AKP kendi iktidarı döneminde özelde Kürtlere genelde Türkiye halklarına şu gerçeği çok iyi öğretti: Demokrasi mücadelesi radikal ve kesintisiz bir biçimde yürütülmeden ve yerel demokrasi inşa edilmeden Kürt sorunu çözülmez, Türkiye demokratikleşmez.
Demokratik Özerk Sistem inşası olmadan çözüm olmaz. Çözüm, halkın özyönetim sistemini kurmakla, güçlü bir özsavunma ile kurduğu sistemi savunmakla mümkündür. Yani demokratik çözüm, Demokratik Özerkliğin inşasıdır. Geçmiş süreç inşayı yapmadan devletten-AKP’den çözüm beklemenin ne kadar hatalı bir davranış-anlayış olduğunu çok açık ortaya koydu. Demokratik inşanın motor gücü hiç kuşku yok ki topyekün toplumsal mücadele ve direniştir. Toplumsal direniş demokratik inşanın ruhudur, öz mayasıdır-suyudur.

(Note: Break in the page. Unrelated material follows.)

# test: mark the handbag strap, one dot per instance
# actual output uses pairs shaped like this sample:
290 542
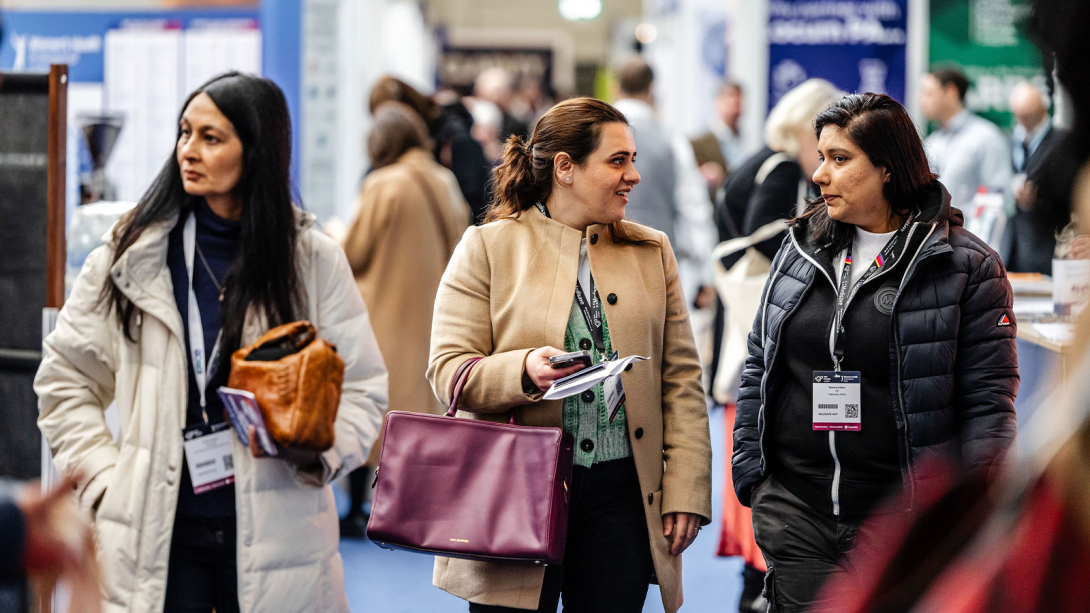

Cizre direnişi hepimize özyönetimin ve özsavunmanın ne kadar yaşamsal ve vazgeçilmez bir ihtiyaç olduğunu çok yakıcı ve çarpıcı gösterdi. Cizre Kürtler başta olmak üzere halkların, kadınların özyönetimsiz ve özsavunmasız hiçbir yaşam güvencelerinin olmadığını çok net ortaya koydu. Bir kez daha ortaya çıktı ki onurluca ve insanca yaşamanın yolu demokratik özyönetim sistemini inşa etmekten ve savunmaktan geçiyor. Cizre bu anlamda çok öğretici, değerli bir örnektir.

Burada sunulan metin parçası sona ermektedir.